Other sessions that stood out for me were the Active Data Management Plans and Data Management Plans sessions discussing the future of data management plans. Currently in most institutes the data management plan is just a document generated at the start of the project that does not evolve or is monitored. But there are many initiatives to make the DMP a document that evolves through its entire lifecycle ensuring that data is appropriately managed, archived, preserved and available for re-use. Some examples of institutes were shown where the DMP is already more integrated with the data flow with their challenges and future plans. To make the DMP a really useful document for our researchers we should keep an eye on these initiatives and start to move from the pdf downloaded from DMPonline to a more active DMP
Dieuwertje Bloemen, KU Leuven on FAIR, GORC, TRUST, CARE and other acronyms
As we all know there are many acronyms circulating in the landscape of RDM (ooh, another one) and that was no different at this conference. We are all familiar with the FAIR principles and some might already know or might have heard of the TRUST and CARE principles. But GORC was a relatively new one to me.
As someone who works with KU Leuven’s institutional data repository, RDR, on a daily basis, the TRUST principles (Transparency, Responsibility, User focus, Sustainability, and Technology) have been a great guiding principle to further develop the repository and its documentation and policies. The principles are similar to the FAIR principles, but rather than describing best practices for research objects, it describes best practices for repository infrastructures and how they can improve their set-up and documentation. The CARE principles (Collective benefit, Authority to control, Responsibility, and Ethics), on the other hand, have a similar focus as the FAIR principles, and can even be considered an extension of the FAIR principles when the research objects have to do with indigenous data and their governance.

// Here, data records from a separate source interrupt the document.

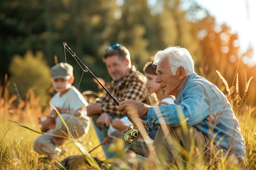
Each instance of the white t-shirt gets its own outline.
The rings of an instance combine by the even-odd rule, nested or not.
[[[65,108],[67,110],[71,109],[76,110],[82,107],[87,106],[89,104],[82,94],[74,86],[72,86],[71,88],[64,95],[60,96],[59,93],[56,93],[51,100],[51,108],[50,111],[56,108]],[[86,119],[88,119],[87,113],[82,112],[81,116]]]

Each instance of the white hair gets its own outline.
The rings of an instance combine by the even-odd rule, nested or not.
[[[169,46],[164,50],[157,51],[155,56],[153,64],[157,64],[159,60],[168,57],[169,65],[172,73],[176,74],[177,68],[181,66],[186,70],[186,75],[191,75],[195,71],[194,61],[189,51],[184,48],[179,46]]]

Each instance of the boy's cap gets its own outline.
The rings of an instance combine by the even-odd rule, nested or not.
[[[54,79],[57,78],[69,79],[73,76],[73,67],[67,63],[58,63],[52,67],[51,75]]]

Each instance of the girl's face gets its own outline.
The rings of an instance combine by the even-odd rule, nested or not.
[[[57,92],[59,92],[60,95],[64,94],[68,91],[70,86],[69,80],[62,78],[57,78],[52,79],[52,85]]]
[[[153,93],[157,93],[160,91],[163,91],[162,87],[159,83],[155,82],[155,78],[157,75],[145,73],[145,75],[147,77],[146,87],[148,91],[150,94]]]

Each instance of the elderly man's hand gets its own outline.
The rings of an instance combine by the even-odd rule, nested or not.
[[[151,106],[140,102],[127,100],[119,104],[118,110],[123,114],[132,118],[141,118],[146,116]]]

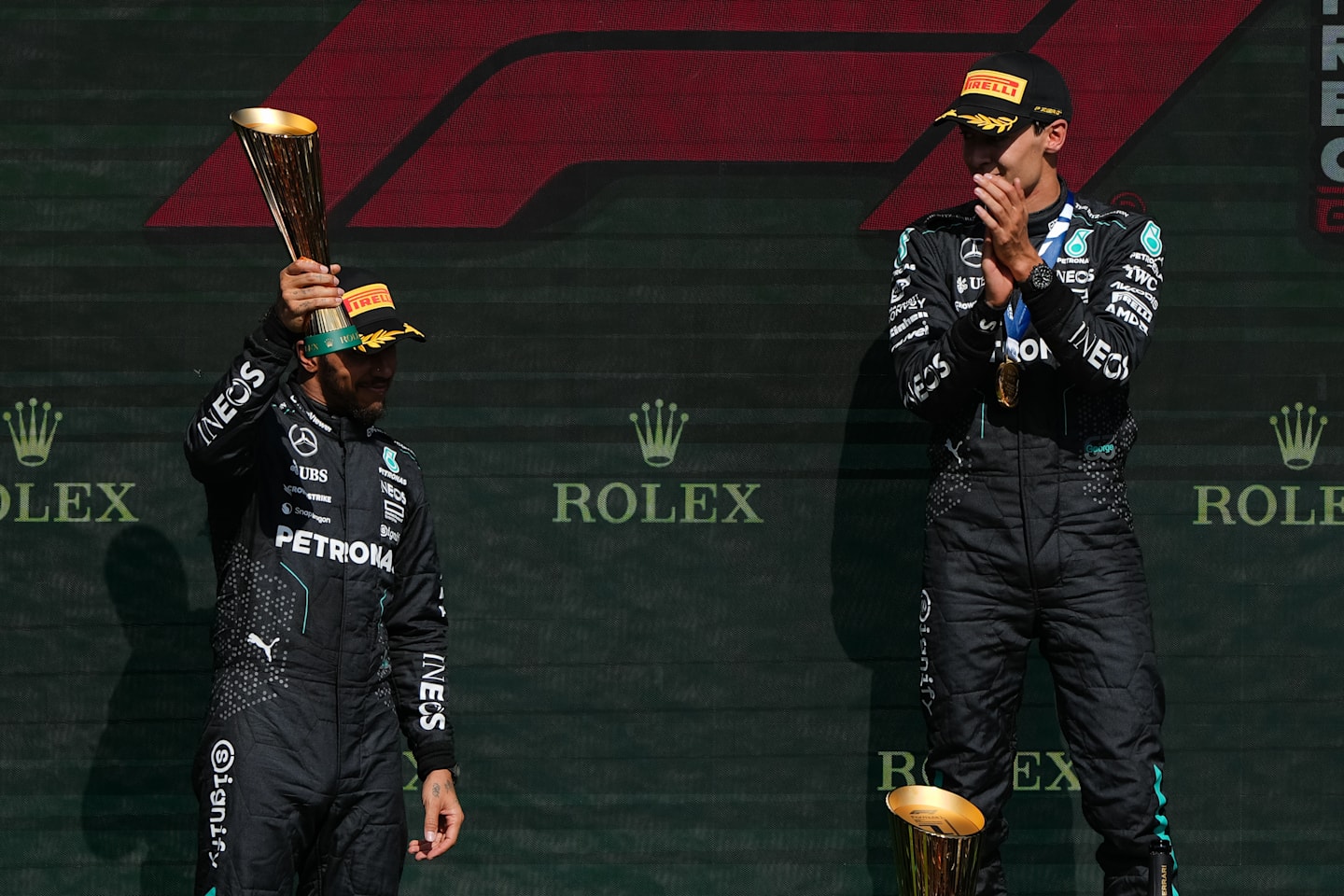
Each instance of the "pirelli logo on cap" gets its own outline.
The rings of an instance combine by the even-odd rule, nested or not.
[[[1007,75],[1001,71],[980,69],[966,75],[966,82],[961,86],[961,95],[978,93],[986,97],[997,97],[1008,102],[1021,102],[1021,95],[1027,90],[1027,79],[1016,75]]]
[[[391,308],[392,294],[387,290],[387,283],[368,283],[345,293],[345,312],[351,317],[359,317],[364,312],[375,308]]]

The GORC acronym rang a bell for me, but I didn’t know the details, so I decided to join the RDA session on GORC (Global Open Research Commons). The GORC RDA WG aims to create a framework of recommendations and to create a roadmap to implement commons on an institutional, national, cross-national or global level in such a way that these commons initiatives have an interoperable common core. As they say: “The purpose of the GORC-WG International Model (IM) is to provide a framework and common language to stakeholders around the world who are committed to developing interoperable research services for the public good. The target audience for the model is anyone that is involved in the planning, development, operation, funding or use of a research commons” (The Global Open Research Commons International Model, Version 1).

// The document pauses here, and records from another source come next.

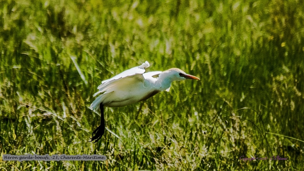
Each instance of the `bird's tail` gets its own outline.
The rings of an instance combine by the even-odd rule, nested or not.
[[[92,103],[91,106],[90,106],[90,109],[92,110],[97,111],[99,110],[99,104],[102,102],[102,95],[97,97],[96,98],[95,100]]]

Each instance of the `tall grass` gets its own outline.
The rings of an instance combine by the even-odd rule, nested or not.
[[[302,1],[1,4],[1,155],[96,154],[108,159],[2,161],[0,170],[304,166]],[[97,86],[146,60],[150,71],[178,68],[201,80],[174,82],[169,93],[106,108],[112,132],[88,142],[100,119],[88,108]],[[255,155],[288,159],[239,159]]]

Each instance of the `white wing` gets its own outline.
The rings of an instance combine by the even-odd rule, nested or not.
[[[152,71],[152,72],[148,72],[143,74],[143,76],[145,79],[147,79],[149,78],[152,77],[154,76],[158,75],[161,72],[161,71]]]
[[[106,91],[106,89],[105,89],[105,88],[106,87],[106,86],[117,80],[136,74],[143,74],[146,72],[145,69],[150,66],[150,64],[149,64],[149,62],[147,61],[146,61],[144,63],[143,63],[141,65],[125,71],[109,79],[103,81],[101,82],[101,84],[99,85],[97,87],[97,89],[99,90],[99,91],[94,94],[93,96],[95,97],[99,93]]]

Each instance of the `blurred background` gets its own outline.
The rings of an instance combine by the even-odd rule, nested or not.
[[[1,155],[108,158],[1,161],[0,170],[302,168],[302,1],[0,4]],[[105,135],[88,142],[100,120],[88,108],[97,86],[146,60],[148,71],[178,68],[201,80],[105,108]]]

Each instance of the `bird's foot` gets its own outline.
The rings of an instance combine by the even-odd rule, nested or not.
[[[91,139],[91,141],[89,141],[89,142],[92,142],[92,141],[95,141],[93,142],[93,143],[97,142],[98,141],[98,140],[100,139],[100,138],[102,137],[102,135],[105,133],[105,128],[104,126],[103,127],[101,125],[98,126],[97,128],[94,130],[93,133],[92,133],[92,138],[90,138]]]

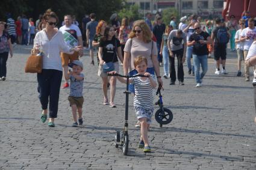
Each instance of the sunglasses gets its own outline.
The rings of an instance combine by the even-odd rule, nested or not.
[[[142,32],[142,30],[133,30],[133,32],[134,32],[134,33],[139,33],[139,34],[140,34],[140,32]]]
[[[49,23],[49,25],[56,25],[57,22],[49,22],[46,20],[46,22]]]

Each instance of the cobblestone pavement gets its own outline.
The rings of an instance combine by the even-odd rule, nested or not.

The model outlines the essential parts of a commons, this includes infrastructure, standards, but also human capacity and governance structures to name a few. The overall parts that they deem essential in the GORC model are shown in the figure below. The white elements are the human/social elements, the bottom blue elements represent what people interact with and the central dark blue element represents the importance of standards at the core of any commons. All of these are categories within which the GORC model defines a series of attributes that are important to the establishment or improvement of a commons. As the chairs of the WG, who were also the chairs of the RDA session, noted, the GORC model can be used by anyone, from policy makers to data stewards to researchers to get an insight of the current state of affairs and what work could still be ahead to improve the landscape of research data management best practices, infrastructure and human resources.
Other fun acronyms worth mentioning that were used throughout the conference, though not all are currently internationally endorsed:
- RDA IG’s, WG’s and BoFs (Research Data Alliance Interest Groups, Working Groups, and Birds of a Feather)

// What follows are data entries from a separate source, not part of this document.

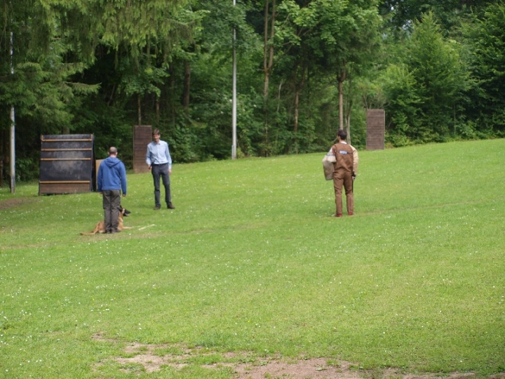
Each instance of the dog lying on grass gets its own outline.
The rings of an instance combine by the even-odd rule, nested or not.
[[[121,210],[119,211],[119,217],[118,217],[118,230],[123,230],[123,229],[133,229],[129,227],[126,227],[123,225],[123,218],[128,216],[131,212],[128,211],[128,209],[125,209],[123,207],[121,207]],[[97,233],[105,233],[107,232],[105,230],[105,222],[102,220],[101,221],[98,221],[97,222],[96,226],[95,227],[95,229],[93,229],[93,231],[90,233],[86,233],[83,232],[81,233],[81,236],[91,236],[93,234],[96,234]]]

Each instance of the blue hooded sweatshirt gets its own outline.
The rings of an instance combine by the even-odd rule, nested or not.
[[[98,167],[97,190],[99,192],[121,190],[126,194],[126,169],[124,164],[114,157],[106,158]]]

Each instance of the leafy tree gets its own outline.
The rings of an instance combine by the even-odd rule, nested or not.
[[[405,50],[398,53],[398,62],[385,76],[390,132],[417,142],[449,138],[459,122],[456,107],[469,85],[458,45],[443,39],[428,13],[415,23]]]
[[[476,84],[469,92],[469,119],[482,136],[505,135],[505,3],[490,4],[464,30],[466,60]]]

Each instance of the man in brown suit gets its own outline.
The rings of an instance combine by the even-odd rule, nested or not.
[[[337,161],[333,164],[333,187],[335,191],[335,205],[337,212],[335,217],[342,216],[342,185],[345,188],[347,201],[347,214],[354,213],[354,197],[353,194],[353,183],[358,173],[358,152],[346,142],[347,133],[339,130],[337,142],[332,146],[331,150],[335,154]]]

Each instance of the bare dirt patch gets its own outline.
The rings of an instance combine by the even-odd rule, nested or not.
[[[114,340],[105,339],[100,334],[93,338],[96,340],[118,343]],[[159,371],[163,366],[180,369],[188,365],[196,364],[191,361],[195,357],[212,355],[220,357],[220,361],[201,366],[216,370],[227,368],[233,372],[233,378],[235,379],[471,379],[475,376],[473,373],[415,375],[394,368],[372,372],[360,369],[357,364],[333,359],[301,357],[292,359],[280,356],[255,358],[247,352],[223,354],[198,347],[189,349],[178,345],[133,343],[127,345],[123,350],[125,355],[130,357],[111,357],[100,365],[107,364],[107,361],[119,364],[120,371],[130,373],[132,366],[140,366],[141,371],[137,371],[140,374]],[[170,350],[177,350],[178,352],[162,352]],[[494,375],[492,379],[505,379],[505,374]]]
[[[24,197],[15,197],[8,199],[7,200],[2,200],[0,201],[0,211],[5,211],[10,208],[14,208],[28,203],[33,203],[34,201],[39,201],[39,200],[37,199],[26,199]]]

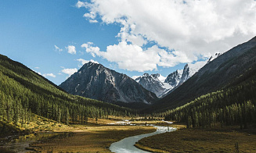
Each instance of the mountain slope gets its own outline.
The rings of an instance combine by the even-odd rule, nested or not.
[[[59,85],[68,93],[106,102],[152,104],[157,96],[125,74],[88,62]]]
[[[217,91],[256,63],[256,37],[219,55],[168,96],[153,105],[166,109],[184,105],[194,98]],[[150,110],[153,110],[151,108]]]
[[[197,98],[167,111],[165,119],[186,123],[187,127],[240,125],[247,128],[256,121],[256,67],[234,78],[220,91]]]
[[[159,80],[160,74],[144,73],[143,76],[137,77],[135,80],[141,84],[145,89],[155,93],[157,97],[160,97],[166,88],[169,88],[168,84],[164,84]]]
[[[1,122],[24,127],[36,114],[66,124],[85,123],[88,117],[126,116],[128,112],[132,112],[128,109],[69,94],[23,64],[0,55]]]
[[[155,93],[157,97],[163,98],[182,84],[205,64],[206,62],[186,64],[183,69],[177,69],[166,78],[159,73],[144,73],[143,76],[135,76],[134,79],[144,88]]]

- CODATA: Committee on Data of the International Science Council (ISC)
- WDS: World Data System
- CDIF: Cross-Domain Interoperability Framework
- PARIS principles: Processable, Askable, Reliable, Incorporable, and Suppliable.
- VALID framework (Veracity, Agency, Longevity, and Integrity in Datasets)
Relevant sessions at the IDW23 conference related to CARE, TRUST and GORC were Beyond FAIR: Reusing Chemical Data Across-disciplines with CARE, TRUST, and Openness, Indigenous Data Sovereignty, FAIR and CARE principles in practice, case studies of implementation and Global open research commons: what it takes and the road to get there. Reflections and discussion on creating a commons attribute model and a commons integration roadmap.
Veerle Van den Eynden, KU Leuven
I was impressed by the presentation and poster A data-driven approach to improve distributed FAIR data in a cross disciplinary organization on how the Helmholtz Association in Germany have built a pilot dashboard to monitor open and FAIR research data in their organisation. The dashboard shows datasets published alongside journal publications. The data analyzed in the dashboard starts with harvesting literature metadata from the libraries of their research centers. Via SCHOLIX links and data repositories used by their researchers (known from surveys they do) they identify data publications linked to those journal publications. Then the F-UJI framework is used for automated FAIR assessment of the data found. Knowing how difficult it is to build a picture of all the datasets our researchers publish in data repositories worldwide, it is worth looking at this methodology, to see what we can learn from it.
To me visually the nicest poster at the conference was Building the Data Stewardship Profession at UCL, by James Wilson. Also the content is excellent, showcasing the diversity of services, governance and projects provided by the Centre for Advanced Research Computing (ARC) at University College London. The ARC data stewards support researchers to produce FAIR research data and also conduct research themselves in data intensive methods. This poster can inspire us all in developing services and tools in our institution, and in being creative when showcasing our work.